Sgobbare sui libri per laurearsi prima del tempo? Inutile. A quanto pare, per i giudici, non c’è motivo di faticare troppo per conseguire l’agognato titolo prima dei tempi fissati dalla legge. C’è un regio decreto del 1938 che stabilisce la durata standard dei vari corsi di laurea. Accelerare i tempi non serve, anzi, può essere controproducente, se poi la laurea ti viene annullata, come è accaduto all’ormai avvocato Giacinto Canzona nel 1996, e se poi, a distanza di anni, un Tribunale, in questo caso una Corte d’appello, ti nega il risarcimento per i danni subiti dall’annullamento della laurea in Giurisprudenza conseguita in tre anni anziché nei canonici quattro.
È stata la prima sezione della Corte d’appello di Roma, che ha avallato la decisione del Tribunale, a respingere la richiesta di indennizzo presentata dagli avvocati di Canzona, Tiziana Troiani e Chiara Zampaletta. Nella sentenza si legge che l’università La Sapienza ha legittimamente annullato l’esame di laurea in quanto non vi è ragione perché uno studente debba conseguire il titolo in meno di quattro anni. All’origine della decisione, la legge del 1938 che stabilisce in quattro anni la durata del corso per diventare avvocato. Una legge dettata in base «ai principi didattici della materia, che consente allo studente, nonché al personale docente, di completare i programmi nella maniera più consona alla generalità degli allievi». «In altri termini - spiegano i legali di Canzona - se uno studente ha una capacità di apprendimento più rapida del livello di apprendimento dello studente medio deve vedere castrate le proprie potenzialità in ragione dei tempi di apprendimento standard fissati per legge».
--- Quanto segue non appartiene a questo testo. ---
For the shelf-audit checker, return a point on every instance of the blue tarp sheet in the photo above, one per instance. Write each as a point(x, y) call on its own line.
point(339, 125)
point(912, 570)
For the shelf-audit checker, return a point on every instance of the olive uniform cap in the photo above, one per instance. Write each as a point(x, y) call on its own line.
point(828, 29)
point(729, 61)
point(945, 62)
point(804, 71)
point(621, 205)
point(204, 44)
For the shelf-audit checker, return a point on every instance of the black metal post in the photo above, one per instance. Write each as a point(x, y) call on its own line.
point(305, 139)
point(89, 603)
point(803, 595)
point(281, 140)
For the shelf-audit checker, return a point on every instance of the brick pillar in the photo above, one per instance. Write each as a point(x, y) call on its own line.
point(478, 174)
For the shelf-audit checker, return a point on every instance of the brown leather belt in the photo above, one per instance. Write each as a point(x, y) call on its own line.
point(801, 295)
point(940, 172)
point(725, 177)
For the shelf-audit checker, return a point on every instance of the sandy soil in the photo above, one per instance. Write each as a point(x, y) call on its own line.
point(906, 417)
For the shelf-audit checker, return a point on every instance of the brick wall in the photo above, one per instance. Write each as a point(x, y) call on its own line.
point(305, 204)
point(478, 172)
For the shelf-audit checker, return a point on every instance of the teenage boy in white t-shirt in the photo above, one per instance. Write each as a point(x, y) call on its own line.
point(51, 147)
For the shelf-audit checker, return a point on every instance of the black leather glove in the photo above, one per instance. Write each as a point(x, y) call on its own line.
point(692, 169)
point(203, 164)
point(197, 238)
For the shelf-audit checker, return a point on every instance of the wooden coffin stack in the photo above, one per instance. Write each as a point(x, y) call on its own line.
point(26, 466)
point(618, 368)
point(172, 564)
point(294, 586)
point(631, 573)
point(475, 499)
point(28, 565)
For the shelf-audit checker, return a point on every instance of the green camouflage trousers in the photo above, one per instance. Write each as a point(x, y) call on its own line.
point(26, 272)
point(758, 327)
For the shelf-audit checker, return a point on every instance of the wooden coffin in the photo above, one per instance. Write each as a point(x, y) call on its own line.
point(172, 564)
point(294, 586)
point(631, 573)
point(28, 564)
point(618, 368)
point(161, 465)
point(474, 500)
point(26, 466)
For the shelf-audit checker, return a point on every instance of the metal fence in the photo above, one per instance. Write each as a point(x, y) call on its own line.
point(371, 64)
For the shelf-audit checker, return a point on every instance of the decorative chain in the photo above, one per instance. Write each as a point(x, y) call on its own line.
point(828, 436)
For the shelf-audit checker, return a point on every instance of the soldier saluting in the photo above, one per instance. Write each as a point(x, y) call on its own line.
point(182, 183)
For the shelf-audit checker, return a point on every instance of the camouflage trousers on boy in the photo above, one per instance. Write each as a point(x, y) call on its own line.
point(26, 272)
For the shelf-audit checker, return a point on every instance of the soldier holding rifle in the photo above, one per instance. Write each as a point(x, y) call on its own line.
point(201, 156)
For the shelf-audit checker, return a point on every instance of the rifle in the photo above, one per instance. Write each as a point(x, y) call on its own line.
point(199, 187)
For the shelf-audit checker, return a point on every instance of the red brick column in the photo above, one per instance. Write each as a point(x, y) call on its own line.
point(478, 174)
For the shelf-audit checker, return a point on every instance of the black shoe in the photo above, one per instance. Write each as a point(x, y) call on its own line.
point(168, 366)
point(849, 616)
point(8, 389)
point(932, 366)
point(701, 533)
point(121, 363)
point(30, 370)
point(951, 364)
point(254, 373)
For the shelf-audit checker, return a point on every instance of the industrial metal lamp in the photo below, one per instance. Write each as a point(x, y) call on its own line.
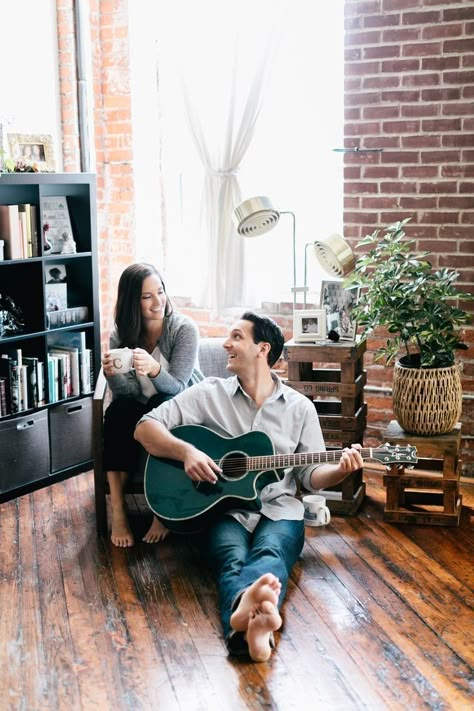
point(256, 216)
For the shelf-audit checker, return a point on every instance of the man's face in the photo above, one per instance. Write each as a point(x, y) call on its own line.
point(241, 349)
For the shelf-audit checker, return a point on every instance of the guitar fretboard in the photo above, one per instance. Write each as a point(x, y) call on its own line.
point(281, 461)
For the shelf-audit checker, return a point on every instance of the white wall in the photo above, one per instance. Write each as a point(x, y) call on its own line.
point(29, 82)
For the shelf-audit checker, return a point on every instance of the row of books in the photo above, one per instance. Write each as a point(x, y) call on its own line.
point(70, 372)
point(19, 230)
point(25, 385)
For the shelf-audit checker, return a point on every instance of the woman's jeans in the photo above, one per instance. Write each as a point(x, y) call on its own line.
point(239, 557)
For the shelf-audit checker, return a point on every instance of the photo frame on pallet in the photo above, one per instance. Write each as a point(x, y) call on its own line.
point(338, 303)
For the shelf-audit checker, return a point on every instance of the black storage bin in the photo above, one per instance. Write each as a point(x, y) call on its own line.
point(24, 450)
point(70, 427)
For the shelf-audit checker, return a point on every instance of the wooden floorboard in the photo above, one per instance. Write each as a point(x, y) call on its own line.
point(378, 616)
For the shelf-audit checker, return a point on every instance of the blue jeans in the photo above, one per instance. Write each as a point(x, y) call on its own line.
point(239, 557)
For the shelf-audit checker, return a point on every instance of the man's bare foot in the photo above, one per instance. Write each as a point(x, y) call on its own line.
point(263, 620)
point(156, 533)
point(266, 588)
point(121, 535)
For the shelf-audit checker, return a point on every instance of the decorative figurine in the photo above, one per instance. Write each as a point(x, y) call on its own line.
point(68, 244)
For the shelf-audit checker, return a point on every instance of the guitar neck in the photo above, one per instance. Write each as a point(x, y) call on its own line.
point(302, 459)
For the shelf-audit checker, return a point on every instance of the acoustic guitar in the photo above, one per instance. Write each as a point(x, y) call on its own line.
point(248, 464)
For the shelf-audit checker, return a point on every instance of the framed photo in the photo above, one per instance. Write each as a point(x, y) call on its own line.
point(56, 297)
point(309, 326)
point(338, 303)
point(33, 148)
point(55, 274)
point(56, 225)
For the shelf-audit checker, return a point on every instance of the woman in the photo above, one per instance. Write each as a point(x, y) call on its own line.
point(165, 362)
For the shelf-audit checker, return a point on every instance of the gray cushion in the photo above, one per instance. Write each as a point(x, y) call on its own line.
point(213, 357)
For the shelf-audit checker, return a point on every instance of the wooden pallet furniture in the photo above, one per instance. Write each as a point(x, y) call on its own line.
point(428, 494)
point(332, 375)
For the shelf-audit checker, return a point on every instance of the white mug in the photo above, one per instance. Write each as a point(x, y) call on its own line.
point(316, 513)
point(122, 359)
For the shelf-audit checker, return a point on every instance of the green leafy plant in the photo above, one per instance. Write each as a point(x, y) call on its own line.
point(401, 292)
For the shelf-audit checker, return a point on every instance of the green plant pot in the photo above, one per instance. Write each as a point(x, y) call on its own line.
point(426, 401)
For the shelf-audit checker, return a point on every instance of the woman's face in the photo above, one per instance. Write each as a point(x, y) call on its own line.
point(153, 299)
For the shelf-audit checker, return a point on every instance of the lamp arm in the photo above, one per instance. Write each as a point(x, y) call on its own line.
point(288, 212)
point(305, 284)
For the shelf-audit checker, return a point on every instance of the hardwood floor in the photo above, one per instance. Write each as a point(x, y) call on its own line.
point(378, 616)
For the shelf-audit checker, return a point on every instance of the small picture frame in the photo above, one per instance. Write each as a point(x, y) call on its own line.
point(56, 297)
point(33, 148)
point(338, 303)
point(56, 225)
point(309, 325)
point(55, 274)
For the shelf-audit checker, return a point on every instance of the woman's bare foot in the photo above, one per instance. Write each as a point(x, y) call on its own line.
point(121, 535)
point(263, 620)
point(156, 533)
point(266, 588)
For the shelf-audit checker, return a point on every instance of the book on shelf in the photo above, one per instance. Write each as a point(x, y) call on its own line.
point(3, 397)
point(81, 362)
point(10, 231)
point(32, 380)
point(19, 229)
point(34, 230)
point(24, 212)
point(67, 317)
point(71, 354)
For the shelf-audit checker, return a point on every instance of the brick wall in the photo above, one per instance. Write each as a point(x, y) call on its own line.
point(113, 134)
point(409, 89)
Nel 1996 Giacinto Canzona, dopo aver finito gli esami in tre anni, si laurea e chiede di essere iscritto all’Ordine degli avvocati. Tanta solerzia, però, non piace al Senato accademico, che gli annulla la laurea, nonostante nel frattempo il neoavvocato avesse cominciato la pratica forense. Canzona non si perde d’animo, fa ricorso al Tar e, per non rimanere con un pugno di mosche in mano, a giugno, trascorsi i quattro anni, consegue nuovamente la laurea. Nel ’98 i giudici amministrativi gli danno ragione, superando la legge del 1938: il suo primo titolo è valido. Vicenda conclusa? Niente affatto, perché l’avvocatura dello Stato fa ricorso al Consiglio di Stato. Nel 2000 arriva la sentenza, che ribalta quella del Tar, dando ragione all’Università. Nel frattempo il giovane Canzona prosegue la pratica, fa e passa gli esami per diventare avvocato, comincia a esercitare la professione. Un paradosso, visto che tutto ciò avviene sulla base del primo titolo di laurea. Non contento il legale chiede all’università il risarcimento dei danni subiti nei sei mesi di «inattività» tra le due lauree, che di fatto gli hanno impedito di partecipare ai concorsi.

Ora l’ennesimo schiaffo: nessun risarcimento.